23 October 2009

Before the bombs -- The power of WWII, part 1

Whether our parents would have married eventually is an unknown.  What is known is that the bombing of Pearl Harbor made it happen as it did.  I’ve always believed that World War II was the most powerful influence that shaped our family.

Boy meets Girl

Lavinia Cresap and Jack Gilbert were set up as blind date bridge partners by mutual friends.  They enjoyed the evening, but she almost didn’t date him again at all.  They commuted to San Francisco on the same train which went down Claremont Avenue in Berkeley and Oakland then across the Bay Bridge to SF.   She had gotten on one stop before he and saw him coming down the aisle toward where she sat.  She smiled up at him as he walked right by, oblivious of her.  She blushed with embarrassment.  A few nights later he showed up at her house with flowers to begin his wooing.  He simply never saw her on the train, his mind already on work.
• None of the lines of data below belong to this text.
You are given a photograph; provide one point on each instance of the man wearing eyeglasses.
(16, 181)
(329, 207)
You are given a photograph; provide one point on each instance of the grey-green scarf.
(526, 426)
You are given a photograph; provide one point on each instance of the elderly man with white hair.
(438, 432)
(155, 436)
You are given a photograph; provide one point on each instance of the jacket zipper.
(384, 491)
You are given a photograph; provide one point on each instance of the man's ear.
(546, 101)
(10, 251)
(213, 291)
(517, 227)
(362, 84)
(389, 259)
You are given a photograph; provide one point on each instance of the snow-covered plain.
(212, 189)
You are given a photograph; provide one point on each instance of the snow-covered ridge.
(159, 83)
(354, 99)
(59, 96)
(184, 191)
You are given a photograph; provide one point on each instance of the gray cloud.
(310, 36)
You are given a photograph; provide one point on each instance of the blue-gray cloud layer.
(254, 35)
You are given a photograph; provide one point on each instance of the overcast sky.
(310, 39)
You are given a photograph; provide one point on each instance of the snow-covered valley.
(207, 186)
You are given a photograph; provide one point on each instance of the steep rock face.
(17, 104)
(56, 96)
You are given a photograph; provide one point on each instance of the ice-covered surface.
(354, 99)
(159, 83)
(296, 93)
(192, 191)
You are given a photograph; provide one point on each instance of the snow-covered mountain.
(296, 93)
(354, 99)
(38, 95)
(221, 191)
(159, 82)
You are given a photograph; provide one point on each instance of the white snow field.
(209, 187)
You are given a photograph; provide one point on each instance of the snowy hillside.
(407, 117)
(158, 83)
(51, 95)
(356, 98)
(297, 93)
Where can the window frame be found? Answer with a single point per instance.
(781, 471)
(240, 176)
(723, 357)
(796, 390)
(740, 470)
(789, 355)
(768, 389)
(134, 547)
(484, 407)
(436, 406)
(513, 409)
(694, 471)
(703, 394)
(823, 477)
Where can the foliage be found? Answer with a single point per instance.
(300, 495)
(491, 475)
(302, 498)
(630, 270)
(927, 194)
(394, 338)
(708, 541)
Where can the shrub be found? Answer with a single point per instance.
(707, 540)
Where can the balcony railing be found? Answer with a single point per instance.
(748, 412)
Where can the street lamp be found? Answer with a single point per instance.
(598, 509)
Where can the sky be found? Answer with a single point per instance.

Their courtship included many dates, but one where she said he kept asking if she didn’t want a drink – an aperitif, wine with dinner, an after dinner brandy.  This was at the Brookdale Lodge at Boulder Creek in the Santa Cruz mountains where they had gone with married friends to spend the weekend.  She said, “You’re trying to get me drunk to seduce me.”  He joked, “Candy’s dandy, but liquor’s quicker” which set off her alarms bells for a good long while.  She famously told her dear friend (later my Godmother), “Whatever I do, don’t let me marry him.” 

Jack and Lavinia had both graduated from Cal in 1937 but didn’t meet there.  Soon after graduation he began his work with his lifelong employer, Zellerbach Paper Company, and she began work for Dupont as a bookkeeper.  In ROTC as an undergraduate he was already on active reserve with the army.  His job involved a lot of travel – over his working life perhaps two weeks out of every month.  And he wasn’t all that eager to settle down.

Boy Loses Girl
Her parents, Andrew Bruce Cresap and Grace (Arnold) Cresap thought their eldest daughter needed to get away. So in 1941 when her good friend, Mary Alice married Carl Kindt and moved to Schofield Barracks where he was stationed in the Army, Vin’s parents convinced her to sail for  Hawaii and stay there awhile – keep Mary Alice company, get a new job, and maybe meet someone new.

16 Oct 1941 Lavinia Cresap, 26, sailed alone on the S.S. Lurline from San Francisco to Honolulu.  She arrived Oct 22nd.